А вот последняя печь была полноценной и особбенно памятной. После замены мне года лагерей на год исправительных работ я в марте 1981-го был освобожден из Краснопресненской тюрьмы. И, не теряя времени (ибо за три с половиной месяца судебного противостояния властям семейный кошелек отощал) я устроился на «исправительную работу» – как всегда, с фигой в кармане. Учтя опыт моего папаши, который работал на нескольких работах, а алименты платил мне лишь с одной да и то с мизерной зарплатой, я объявил «исправительным» одно из десяти своих мест работы с минимальным заработком – 60 рублей в месяц (итого, бухгалтер вычитал из моей зарплаты всего 12 рублей – «покупайтесь, ребятки!»). На остальные же места в нескольких лесничествах я оформил жену и детей!

Используя отличные отношения со всеми работниками Воря-Богородского лесничества, я получил в свое распоряжение дом на хуторе, состоящем из двух домов. Второй дом использовался как летняя дача (в нем отдыхала со своим мужем секретарша-пенсионерка из Минобороны с интереснейшими знаниями, в частности о гибели маршала Жукова!). Так что несколько дней, когда работы было невпроворот, я пожил полноценным отшельником.

Работа у меня была хитрая – вязать березовые веники. А хитрость заключалась в том, что весь эффект от повышения производительности труда, полностью скрытого от глаз начальства (впрочем, доброго), целиком доставался мне! Поэтому несколько дней я провел дома за изобретением и изготовлением станка для вязки метел. Станок вышел на славу: вместо 5 минут для вязки одной метлы руками я со своим станком тратил всего полминуты!

Но сначала нужно было заготовить березовые ветки. Ах, какая это была сказочная работа! С первым автобусом я ехал 20 км до Красноармейска, откуда 6 км шел на лыжах до линии высоковольной передачи в Воря-Богородском лесничестве.
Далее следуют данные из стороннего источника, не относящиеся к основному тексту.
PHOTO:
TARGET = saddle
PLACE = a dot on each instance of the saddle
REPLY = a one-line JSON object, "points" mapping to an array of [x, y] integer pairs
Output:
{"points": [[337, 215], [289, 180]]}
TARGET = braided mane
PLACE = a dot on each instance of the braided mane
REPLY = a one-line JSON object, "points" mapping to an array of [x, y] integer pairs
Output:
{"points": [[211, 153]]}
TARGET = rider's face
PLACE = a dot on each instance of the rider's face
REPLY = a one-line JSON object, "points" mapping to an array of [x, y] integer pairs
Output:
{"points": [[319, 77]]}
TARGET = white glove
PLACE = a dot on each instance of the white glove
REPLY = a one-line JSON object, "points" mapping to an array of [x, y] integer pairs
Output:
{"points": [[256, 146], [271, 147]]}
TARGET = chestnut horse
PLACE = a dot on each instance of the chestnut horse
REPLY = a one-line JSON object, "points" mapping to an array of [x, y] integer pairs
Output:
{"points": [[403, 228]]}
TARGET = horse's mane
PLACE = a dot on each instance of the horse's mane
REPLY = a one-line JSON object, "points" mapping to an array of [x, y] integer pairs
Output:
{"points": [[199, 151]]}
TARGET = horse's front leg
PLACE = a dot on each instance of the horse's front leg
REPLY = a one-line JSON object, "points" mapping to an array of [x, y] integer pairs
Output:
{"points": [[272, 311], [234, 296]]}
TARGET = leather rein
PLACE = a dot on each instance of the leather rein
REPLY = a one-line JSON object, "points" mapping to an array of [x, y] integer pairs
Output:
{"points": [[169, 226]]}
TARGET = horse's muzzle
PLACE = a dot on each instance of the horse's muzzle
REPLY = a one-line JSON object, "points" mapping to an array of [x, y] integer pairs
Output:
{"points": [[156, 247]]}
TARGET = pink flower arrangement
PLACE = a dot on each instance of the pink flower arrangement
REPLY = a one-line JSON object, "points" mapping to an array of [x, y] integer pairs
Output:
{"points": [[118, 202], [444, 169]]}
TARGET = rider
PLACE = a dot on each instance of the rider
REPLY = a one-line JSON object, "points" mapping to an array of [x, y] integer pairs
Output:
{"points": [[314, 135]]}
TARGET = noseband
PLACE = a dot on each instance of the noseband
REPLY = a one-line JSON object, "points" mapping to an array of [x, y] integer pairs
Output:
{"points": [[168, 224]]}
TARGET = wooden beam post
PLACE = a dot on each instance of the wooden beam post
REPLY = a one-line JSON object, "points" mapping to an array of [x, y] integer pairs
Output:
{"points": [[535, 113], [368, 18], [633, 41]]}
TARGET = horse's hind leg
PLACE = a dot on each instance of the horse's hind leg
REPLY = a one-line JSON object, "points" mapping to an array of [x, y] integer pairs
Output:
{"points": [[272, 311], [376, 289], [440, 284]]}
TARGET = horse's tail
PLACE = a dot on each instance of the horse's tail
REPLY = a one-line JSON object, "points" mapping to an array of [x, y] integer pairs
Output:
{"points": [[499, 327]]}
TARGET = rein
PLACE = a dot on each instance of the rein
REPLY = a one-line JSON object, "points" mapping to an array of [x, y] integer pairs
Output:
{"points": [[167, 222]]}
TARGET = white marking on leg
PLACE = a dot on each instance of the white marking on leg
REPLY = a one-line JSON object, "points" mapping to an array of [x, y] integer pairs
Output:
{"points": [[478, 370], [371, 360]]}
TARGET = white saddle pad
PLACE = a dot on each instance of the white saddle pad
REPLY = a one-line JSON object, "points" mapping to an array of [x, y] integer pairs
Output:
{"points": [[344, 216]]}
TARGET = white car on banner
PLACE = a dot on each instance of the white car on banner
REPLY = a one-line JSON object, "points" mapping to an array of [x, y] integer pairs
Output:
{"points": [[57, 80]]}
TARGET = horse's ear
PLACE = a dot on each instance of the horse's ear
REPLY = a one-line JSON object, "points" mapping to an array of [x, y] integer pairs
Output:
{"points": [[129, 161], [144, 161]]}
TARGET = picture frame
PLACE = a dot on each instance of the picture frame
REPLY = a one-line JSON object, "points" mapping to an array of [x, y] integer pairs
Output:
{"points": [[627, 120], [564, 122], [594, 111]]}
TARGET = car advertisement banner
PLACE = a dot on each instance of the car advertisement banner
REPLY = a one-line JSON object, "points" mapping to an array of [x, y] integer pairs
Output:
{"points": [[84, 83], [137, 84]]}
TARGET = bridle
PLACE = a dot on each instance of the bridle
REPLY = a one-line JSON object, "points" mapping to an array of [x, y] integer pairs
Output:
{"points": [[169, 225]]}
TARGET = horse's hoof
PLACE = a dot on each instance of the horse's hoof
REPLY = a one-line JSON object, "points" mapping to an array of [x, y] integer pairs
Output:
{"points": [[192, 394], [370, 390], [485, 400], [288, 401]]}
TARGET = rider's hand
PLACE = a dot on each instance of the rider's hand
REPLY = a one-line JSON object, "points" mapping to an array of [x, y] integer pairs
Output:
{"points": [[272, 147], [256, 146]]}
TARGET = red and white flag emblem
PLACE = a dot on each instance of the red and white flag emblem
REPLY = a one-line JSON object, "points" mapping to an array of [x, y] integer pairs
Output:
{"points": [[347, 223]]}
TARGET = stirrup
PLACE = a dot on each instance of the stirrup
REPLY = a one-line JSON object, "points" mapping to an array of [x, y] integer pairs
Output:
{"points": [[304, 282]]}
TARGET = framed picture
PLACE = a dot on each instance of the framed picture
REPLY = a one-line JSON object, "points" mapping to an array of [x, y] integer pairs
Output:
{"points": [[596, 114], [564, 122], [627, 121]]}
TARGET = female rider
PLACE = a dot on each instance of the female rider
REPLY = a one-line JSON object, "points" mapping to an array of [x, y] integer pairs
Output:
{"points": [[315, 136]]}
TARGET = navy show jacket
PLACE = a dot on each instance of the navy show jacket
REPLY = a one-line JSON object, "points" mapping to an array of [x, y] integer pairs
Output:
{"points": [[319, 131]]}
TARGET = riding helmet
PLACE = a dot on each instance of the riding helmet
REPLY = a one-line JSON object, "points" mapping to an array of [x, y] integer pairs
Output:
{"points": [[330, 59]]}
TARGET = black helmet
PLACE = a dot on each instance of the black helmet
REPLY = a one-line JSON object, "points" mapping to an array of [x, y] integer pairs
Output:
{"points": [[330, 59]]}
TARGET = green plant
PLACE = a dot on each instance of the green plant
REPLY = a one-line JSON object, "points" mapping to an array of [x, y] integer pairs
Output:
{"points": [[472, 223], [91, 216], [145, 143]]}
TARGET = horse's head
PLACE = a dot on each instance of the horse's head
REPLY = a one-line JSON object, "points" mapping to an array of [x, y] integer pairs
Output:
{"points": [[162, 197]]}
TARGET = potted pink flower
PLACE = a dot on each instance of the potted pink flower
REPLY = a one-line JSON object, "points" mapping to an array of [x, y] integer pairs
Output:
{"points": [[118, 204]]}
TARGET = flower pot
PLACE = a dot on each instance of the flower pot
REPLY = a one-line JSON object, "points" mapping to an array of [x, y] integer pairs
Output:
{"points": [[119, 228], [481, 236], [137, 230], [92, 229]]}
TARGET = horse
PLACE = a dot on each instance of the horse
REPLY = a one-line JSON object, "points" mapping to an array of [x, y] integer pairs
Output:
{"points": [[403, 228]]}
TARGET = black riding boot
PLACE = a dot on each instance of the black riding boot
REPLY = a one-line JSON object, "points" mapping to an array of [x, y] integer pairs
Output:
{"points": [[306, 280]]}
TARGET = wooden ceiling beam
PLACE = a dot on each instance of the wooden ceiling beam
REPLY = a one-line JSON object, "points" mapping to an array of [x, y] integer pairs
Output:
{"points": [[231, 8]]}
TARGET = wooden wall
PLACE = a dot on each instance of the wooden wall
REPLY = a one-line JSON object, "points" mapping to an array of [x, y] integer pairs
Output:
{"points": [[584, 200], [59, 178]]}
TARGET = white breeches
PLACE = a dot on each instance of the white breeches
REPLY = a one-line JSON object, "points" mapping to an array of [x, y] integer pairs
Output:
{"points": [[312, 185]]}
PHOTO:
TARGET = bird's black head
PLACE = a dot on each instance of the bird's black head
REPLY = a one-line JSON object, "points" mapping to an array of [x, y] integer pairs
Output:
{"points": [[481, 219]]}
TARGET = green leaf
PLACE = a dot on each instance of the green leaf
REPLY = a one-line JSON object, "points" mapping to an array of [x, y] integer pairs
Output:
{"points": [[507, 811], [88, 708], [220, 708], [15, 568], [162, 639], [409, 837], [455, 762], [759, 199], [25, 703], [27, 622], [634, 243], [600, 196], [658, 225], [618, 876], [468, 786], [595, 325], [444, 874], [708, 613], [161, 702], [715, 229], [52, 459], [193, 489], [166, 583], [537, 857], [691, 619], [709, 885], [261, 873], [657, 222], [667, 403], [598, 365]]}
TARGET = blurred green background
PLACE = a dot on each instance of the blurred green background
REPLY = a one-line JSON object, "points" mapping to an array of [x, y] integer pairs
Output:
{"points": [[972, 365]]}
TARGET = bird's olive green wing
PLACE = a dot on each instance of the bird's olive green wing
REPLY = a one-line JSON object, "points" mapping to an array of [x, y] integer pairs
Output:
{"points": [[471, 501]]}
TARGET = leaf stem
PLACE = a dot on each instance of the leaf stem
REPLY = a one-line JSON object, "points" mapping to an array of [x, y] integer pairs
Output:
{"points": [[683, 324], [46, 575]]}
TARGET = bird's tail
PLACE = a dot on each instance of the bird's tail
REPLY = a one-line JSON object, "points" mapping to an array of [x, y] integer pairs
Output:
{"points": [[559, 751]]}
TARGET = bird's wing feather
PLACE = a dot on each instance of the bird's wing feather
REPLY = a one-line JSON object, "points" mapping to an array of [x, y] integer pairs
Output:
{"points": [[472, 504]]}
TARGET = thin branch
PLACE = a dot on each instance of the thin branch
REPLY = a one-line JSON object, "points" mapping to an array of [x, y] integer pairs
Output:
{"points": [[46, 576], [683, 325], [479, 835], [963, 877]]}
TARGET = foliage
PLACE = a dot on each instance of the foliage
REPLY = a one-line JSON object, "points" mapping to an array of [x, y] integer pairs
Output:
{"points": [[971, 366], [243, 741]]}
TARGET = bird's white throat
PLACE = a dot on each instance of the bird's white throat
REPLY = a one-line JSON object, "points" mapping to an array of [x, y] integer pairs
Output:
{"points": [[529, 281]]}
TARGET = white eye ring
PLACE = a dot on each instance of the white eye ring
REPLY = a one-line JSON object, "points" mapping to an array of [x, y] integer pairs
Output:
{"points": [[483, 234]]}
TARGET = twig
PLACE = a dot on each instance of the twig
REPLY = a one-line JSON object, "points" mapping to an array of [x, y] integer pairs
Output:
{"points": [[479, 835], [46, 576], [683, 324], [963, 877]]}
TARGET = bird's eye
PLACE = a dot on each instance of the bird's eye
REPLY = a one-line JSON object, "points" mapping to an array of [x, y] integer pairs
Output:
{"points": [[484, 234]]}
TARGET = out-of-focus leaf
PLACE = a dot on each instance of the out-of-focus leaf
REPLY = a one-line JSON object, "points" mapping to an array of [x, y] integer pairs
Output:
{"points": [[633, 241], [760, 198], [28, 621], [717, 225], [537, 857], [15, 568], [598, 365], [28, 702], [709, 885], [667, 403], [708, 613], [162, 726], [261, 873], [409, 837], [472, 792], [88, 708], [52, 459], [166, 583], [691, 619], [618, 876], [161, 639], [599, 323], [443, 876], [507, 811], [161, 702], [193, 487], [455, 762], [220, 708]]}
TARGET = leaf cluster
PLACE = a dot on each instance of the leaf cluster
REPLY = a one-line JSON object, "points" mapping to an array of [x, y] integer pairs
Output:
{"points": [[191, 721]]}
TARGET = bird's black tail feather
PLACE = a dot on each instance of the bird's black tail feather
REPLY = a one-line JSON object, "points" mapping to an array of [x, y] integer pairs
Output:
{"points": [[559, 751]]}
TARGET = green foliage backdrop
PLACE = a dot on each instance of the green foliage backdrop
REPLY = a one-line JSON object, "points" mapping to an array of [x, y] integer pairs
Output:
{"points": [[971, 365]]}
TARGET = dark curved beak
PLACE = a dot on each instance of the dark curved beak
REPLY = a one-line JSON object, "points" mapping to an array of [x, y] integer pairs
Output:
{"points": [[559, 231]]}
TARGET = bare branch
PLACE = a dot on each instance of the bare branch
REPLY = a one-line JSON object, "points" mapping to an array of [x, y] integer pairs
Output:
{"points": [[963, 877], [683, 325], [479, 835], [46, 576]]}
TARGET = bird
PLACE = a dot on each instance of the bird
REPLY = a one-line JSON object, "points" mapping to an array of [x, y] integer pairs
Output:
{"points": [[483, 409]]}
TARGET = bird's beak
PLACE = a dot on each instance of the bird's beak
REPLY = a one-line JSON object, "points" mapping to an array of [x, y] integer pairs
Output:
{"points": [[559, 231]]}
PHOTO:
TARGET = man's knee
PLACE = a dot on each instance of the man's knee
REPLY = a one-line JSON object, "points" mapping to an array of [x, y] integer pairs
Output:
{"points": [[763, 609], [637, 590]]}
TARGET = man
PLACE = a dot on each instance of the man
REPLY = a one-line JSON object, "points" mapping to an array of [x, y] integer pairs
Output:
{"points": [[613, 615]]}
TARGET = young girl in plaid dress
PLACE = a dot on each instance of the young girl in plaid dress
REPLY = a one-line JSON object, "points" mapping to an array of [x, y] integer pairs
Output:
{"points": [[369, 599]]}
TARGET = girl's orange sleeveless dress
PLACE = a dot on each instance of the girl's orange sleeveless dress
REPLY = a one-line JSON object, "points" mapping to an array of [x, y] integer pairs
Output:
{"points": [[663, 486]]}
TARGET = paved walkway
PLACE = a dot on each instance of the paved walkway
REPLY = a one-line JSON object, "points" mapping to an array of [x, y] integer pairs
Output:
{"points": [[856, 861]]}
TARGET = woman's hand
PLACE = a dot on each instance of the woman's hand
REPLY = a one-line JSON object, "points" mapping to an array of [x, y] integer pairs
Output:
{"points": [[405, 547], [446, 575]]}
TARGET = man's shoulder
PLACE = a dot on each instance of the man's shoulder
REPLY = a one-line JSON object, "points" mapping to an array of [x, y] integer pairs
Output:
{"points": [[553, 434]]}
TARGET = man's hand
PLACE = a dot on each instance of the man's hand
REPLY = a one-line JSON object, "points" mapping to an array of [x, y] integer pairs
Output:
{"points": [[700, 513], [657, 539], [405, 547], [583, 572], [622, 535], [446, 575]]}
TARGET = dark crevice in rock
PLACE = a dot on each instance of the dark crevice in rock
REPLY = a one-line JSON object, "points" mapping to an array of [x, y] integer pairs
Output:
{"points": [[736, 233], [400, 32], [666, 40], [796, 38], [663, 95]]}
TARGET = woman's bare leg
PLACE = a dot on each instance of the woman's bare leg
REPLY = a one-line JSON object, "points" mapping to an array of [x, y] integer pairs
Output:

И вот там на пятиградусном морозце в лучах восходящего солнца, под чистую и звонкую музыку лесных птиц, сбросив куртку и рубашку, я упивался красотой своего труда! Еще бы, за три рабочих дня я нарубил и плотно увязал 12 кубометров веток! Потом за две поездки на тракторе с прицепом мы с леснком перевезли ветки на хутор. И, после изготовления станка для вязки, началась моя райская жизнь в двухкомнатном деревянном доме с великолепной русской печью между комнатами.

К вечеру полкомнаты заваливалось связанными метлами. Теперь предстояло обрубить их с торцов: обрурбки веток – к печи, метлы – на другую сторону комнаты. Обрубки периодически бросались в огонь, создавая светлый уют при холодрыге за окном. А тем временем печь насыщалась теплом...

«Хорошая мысля приходит опосля». Кусаю локти, что ничего не узнал о замечательных хозяевах дома. Никаких сомнений в том, что они были замечательными, у меня нет – об этом говорят и ухоженный дом, и замечательный огород, на котором летом созрела великолепная клубника... Конечно, в лесничестве о хозяевах дома знали, да я не сообразил поинтересоваться историей дома и хутора. Зато остались мне на память несколько ночлегов на горячей русской печи в комнате с насыщенным запахом свежих березовых веников да еще в звенящей тишине!

И было это 32 года тому назад. Иных уж нет, а те далече. Я смотрю на эти две последние фразы и ощущаю на погосте себя, ибо связаться уже ни с кем нельзя! И только память, память, память...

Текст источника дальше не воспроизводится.